BACKGROUND: Retained rectal foreign bodies are a common but incompletely studied problem. This study defined the epidemiology, injury severity, and outcomes after rectal injuries following foreign body insertion. METHODS: Twenty-two level I trauma centers retrospectively identified all patients sustaining a rectal injury in this AAST multi-institutional trial (2005-2014). Only patients injured by foreign body insertion were included in this secondary analysis. Exclusion criteria were death before rectal injury management or ≤48 h of admission. Demographics, clinical data, and outcomes were collected. Study groups were defined as partial thickness (AAST grade I) versus full thickness (AAST grades II-V) injuries. Subgroup analysis was performed by management strategy (nonoperative versus operative). RESULTS: After exclusions, 33 patients were identified. Mean age was 41 y (range 18-57), and 85% (n = 28) were male. Eleven (33%) had full thickness injuries and 22 (67%) had partial thickness injuries, of which 14 (64%) were managed nonoperatively and 8 (36%) operatively (proximal diversion alone [n = 3, 14%]; direct repair with proximal diversion [n = 2, 9%]; laparotomy without rectal intervention [n = 2, 9%]; and direct repair alone [n = 1, 5%]).

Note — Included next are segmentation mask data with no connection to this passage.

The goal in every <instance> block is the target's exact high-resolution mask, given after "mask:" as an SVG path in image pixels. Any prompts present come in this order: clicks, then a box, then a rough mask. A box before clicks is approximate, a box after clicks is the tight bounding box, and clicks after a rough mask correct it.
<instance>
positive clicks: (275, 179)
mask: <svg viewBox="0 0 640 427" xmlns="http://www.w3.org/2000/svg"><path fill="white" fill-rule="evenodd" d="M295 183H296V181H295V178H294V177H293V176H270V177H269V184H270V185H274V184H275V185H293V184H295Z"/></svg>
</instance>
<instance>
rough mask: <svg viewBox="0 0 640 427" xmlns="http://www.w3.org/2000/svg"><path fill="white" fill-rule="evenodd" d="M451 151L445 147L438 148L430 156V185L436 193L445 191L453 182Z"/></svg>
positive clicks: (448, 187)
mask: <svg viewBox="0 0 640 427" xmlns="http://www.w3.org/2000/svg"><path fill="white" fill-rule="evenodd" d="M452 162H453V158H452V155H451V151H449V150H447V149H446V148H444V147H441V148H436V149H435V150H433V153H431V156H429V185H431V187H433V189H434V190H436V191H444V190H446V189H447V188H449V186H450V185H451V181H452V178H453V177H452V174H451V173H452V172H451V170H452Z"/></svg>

Subgroup analysis of outcomes after partial thickness injury demonstrated significantly shorter hospital length of stay (2 ± 1; 2 [1-5] versus 5 ± 2; 4 [2-8] d, P = 0.0001) after nonoperative versus operative management. CONCLUSIONS: Although partial thickness rectal injuries do not require intervention, difficulty excluding full thickness injuries led some surgeons in this series to manage partial thickness injuries operatively. This was associated with significantly longer hospital length of stay. Therefore, we recommend nonoperative management after a retained rectal foreign body unless full thickness injury is conclusively identified.